Everyone loves movies irrespective of age, gender, race, color, or geographical location. We all in a way are connected to each other through this amazing medium. Yet what's most interesting is the fact that how unique our choices and combinations are in terms of movie preferences. Some people like genre-specific movies be it a thriller, romance, or sci-fi, while others focus on lead actors and directors. When we take all that into account, it’s astoundingly difficult to generalize a movie and say that everyone would like it. But with all that said, it is still seen that similar movies are liked by a specific part of the society.
So here’s where we as data scientists come into play and extract the juice out of all the behavioral patterns of not only the audience but also from the movies themselves.
A recommendation system is a subclass of information filtering systems that helps predict the rating or preference based on the likes(ratings) given by users to an item. In recent years, recommendation systems have become increasingly popular. In short, a recommender system tries to predict potential items a user might be interested in based on history for other users.

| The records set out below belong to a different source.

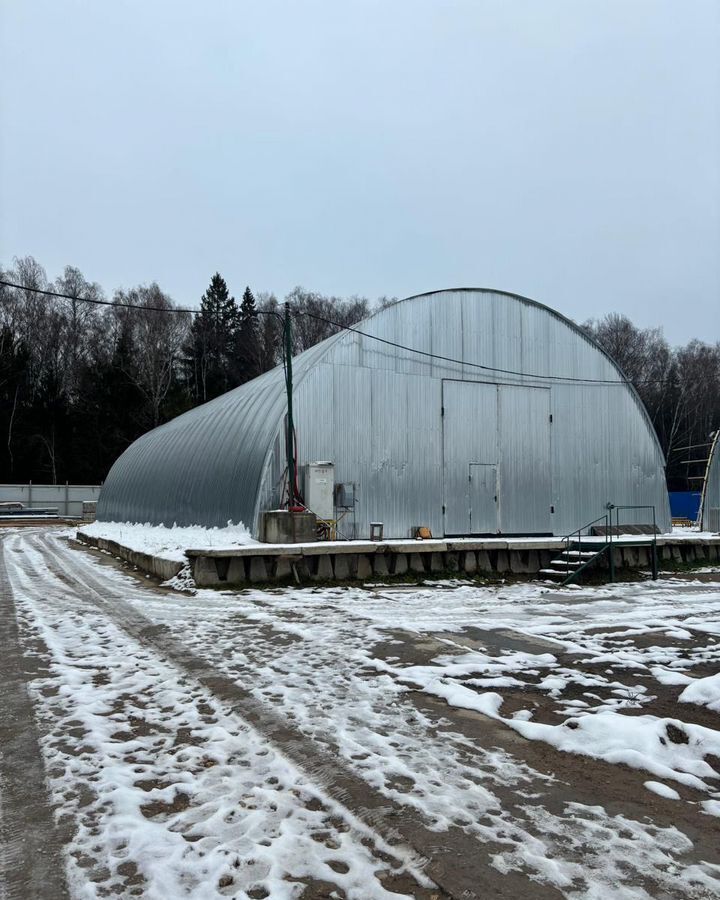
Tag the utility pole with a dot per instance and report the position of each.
(290, 432)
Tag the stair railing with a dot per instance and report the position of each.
(654, 534)
(576, 537)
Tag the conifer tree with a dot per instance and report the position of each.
(248, 340)
(212, 342)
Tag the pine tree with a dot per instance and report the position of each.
(247, 346)
(211, 350)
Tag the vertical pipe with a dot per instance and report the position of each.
(290, 431)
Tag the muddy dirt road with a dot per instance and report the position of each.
(431, 741)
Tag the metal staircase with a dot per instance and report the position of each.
(583, 549)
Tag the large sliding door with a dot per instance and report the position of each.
(496, 459)
(470, 438)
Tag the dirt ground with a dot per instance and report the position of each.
(404, 793)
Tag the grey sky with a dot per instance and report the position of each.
(569, 151)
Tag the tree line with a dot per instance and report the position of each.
(80, 381)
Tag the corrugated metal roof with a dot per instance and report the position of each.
(375, 410)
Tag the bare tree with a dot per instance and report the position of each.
(157, 338)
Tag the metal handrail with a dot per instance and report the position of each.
(578, 531)
(654, 534)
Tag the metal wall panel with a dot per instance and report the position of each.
(525, 475)
(470, 435)
(374, 410)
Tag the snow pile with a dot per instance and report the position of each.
(169, 543)
(667, 748)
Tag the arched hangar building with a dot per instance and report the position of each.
(503, 418)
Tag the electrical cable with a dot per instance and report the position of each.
(118, 303)
(564, 379)
(462, 362)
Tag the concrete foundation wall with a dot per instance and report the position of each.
(367, 561)
(153, 565)
(210, 570)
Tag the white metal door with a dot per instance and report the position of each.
(470, 426)
(526, 489)
(483, 487)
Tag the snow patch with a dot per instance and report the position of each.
(704, 692)
(169, 543)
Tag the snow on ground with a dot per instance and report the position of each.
(172, 797)
(169, 543)
(575, 670)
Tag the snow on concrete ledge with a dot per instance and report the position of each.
(168, 543)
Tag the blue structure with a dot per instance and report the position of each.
(685, 504)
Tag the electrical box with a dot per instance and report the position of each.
(318, 489)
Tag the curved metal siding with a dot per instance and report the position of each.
(711, 489)
(375, 410)
(381, 421)
(205, 466)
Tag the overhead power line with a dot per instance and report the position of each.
(116, 303)
(464, 362)
(298, 312)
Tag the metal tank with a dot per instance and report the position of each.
(526, 426)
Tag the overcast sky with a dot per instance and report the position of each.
(568, 151)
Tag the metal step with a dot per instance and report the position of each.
(579, 554)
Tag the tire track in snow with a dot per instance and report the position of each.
(31, 863)
(452, 859)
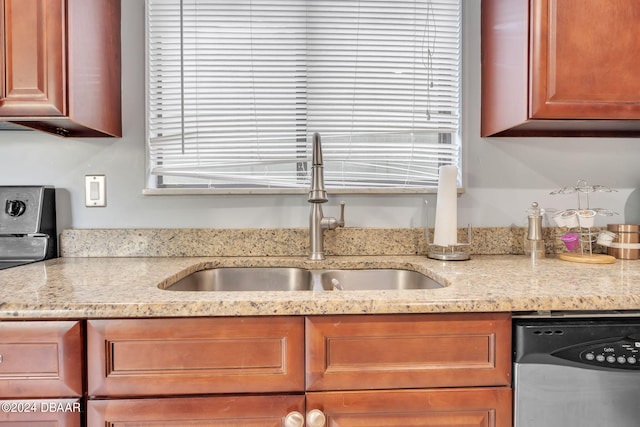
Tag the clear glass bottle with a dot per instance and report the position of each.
(533, 241)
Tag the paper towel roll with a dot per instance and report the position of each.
(446, 223)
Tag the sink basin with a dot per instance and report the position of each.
(245, 279)
(231, 279)
(375, 280)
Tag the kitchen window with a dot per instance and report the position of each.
(235, 89)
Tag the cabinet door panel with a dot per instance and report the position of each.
(34, 58)
(584, 61)
(154, 357)
(41, 359)
(41, 413)
(222, 411)
(407, 351)
(490, 407)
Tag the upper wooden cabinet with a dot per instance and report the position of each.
(560, 68)
(60, 66)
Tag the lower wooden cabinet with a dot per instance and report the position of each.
(41, 373)
(469, 407)
(41, 413)
(293, 371)
(216, 411)
(168, 357)
(407, 351)
(41, 359)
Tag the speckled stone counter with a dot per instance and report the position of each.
(78, 287)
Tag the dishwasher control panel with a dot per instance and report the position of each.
(621, 354)
(607, 344)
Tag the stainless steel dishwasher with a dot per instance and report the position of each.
(577, 372)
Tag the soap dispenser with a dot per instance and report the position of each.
(533, 242)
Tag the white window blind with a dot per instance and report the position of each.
(236, 88)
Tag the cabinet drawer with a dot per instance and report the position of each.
(219, 411)
(41, 413)
(481, 407)
(408, 351)
(40, 359)
(133, 357)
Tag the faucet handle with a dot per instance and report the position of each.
(341, 220)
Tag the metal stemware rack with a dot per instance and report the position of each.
(582, 221)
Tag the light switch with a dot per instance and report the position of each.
(95, 190)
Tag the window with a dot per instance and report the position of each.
(236, 88)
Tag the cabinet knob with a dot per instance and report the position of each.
(294, 419)
(316, 418)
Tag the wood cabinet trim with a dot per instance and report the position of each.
(51, 366)
(129, 357)
(421, 366)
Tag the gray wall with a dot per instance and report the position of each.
(502, 176)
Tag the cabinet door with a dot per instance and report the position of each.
(153, 357)
(40, 359)
(584, 59)
(219, 411)
(408, 351)
(41, 413)
(490, 407)
(34, 58)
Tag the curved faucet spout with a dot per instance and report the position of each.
(318, 195)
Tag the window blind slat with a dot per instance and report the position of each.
(236, 88)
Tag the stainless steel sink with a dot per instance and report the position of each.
(232, 279)
(383, 279)
(245, 279)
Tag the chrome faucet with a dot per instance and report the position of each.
(317, 196)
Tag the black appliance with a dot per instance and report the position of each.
(27, 225)
(577, 372)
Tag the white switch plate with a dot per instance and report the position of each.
(95, 192)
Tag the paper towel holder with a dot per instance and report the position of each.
(450, 252)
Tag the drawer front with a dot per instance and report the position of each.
(133, 357)
(219, 411)
(41, 413)
(479, 407)
(408, 351)
(40, 359)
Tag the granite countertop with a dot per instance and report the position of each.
(103, 287)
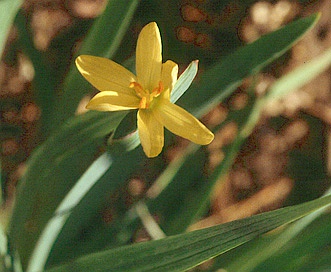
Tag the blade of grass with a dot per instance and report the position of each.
(103, 40)
(184, 251)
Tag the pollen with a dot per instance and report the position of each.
(146, 96)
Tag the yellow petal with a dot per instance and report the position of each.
(182, 123)
(169, 75)
(150, 133)
(149, 56)
(105, 74)
(113, 101)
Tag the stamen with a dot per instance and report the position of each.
(143, 103)
(138, 88)
(146, 96)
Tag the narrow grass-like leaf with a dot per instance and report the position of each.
(180, 209)
(8, 10)
(184, 81)
(52, 171)
(246, 120)
(220, 80)
(184, 251)
(103, 40)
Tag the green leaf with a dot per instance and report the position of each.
(184, 251)
(184, 81)
(86, 216)
(182, 210)
(8, 10)
(52, 171)
(219, 82)
(103, 40)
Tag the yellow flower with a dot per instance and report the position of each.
(149, 92)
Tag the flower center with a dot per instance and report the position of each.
(145, 95)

User input: In this case, we assume the input will be one user id that already exists in the database. System: The algorithm will return 10 movies recommended by the movie database to this specific user. This user has not seen these movies before. The rating is from high to low.
UI will take user id as input and return the recommendation.
There are a couple of ways to develop recommendation engines that results in a list of recommendations, for eg., collaborative and content-based filtering.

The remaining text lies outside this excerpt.